Dr. Ong credits the amazing team of designers, engineers, medical consultants and scientists behind GyroGlove for being the driving force of the glove’s efficacy. It lab testing sessions, a GyroGlove that is calibrated for severe hand tremors has been shown to reduce shaking by up to 75% or more. The device can also be adjusted to cope with the severity of the hand tremors experienced by the patient.
This is extremely good news for PD patients worldwide, who will be able to purchase this product by the third quarter of 2017. It could spell the return to normal life, especially for those who depend a lot on their hands to write or draw to earn a living. It also means that many PD patients can now live independently and take care of themselves again.

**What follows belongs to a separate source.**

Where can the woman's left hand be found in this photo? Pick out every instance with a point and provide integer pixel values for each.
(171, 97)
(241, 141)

As of March 2017, Gyro Glove has entered its final testing phase and is expected to hit shelves as early as September 2017. The price-tag is surprisingly reasonable, costing only USD 550 to USD 850 per glove. The team is right now focusing on correcting minor details such as the size of the glove and how to minimize the noise produced by the whirring gyroscope.
The GyroGlove’s simple design of a spinning disc encased in a flat circular contraption pushing down on the tremors of the hand is bound to appeal to many people. This simple and lightweight solution will no doubt open doors for many more wearable solutions to be developed in the future, for the correction of physically debilitating effects.
Gentle reminder: The information on this article is not meant to replace a qualified healthcare professional and should not be considered as professional advice. Please seek appropriate medical help when necessary.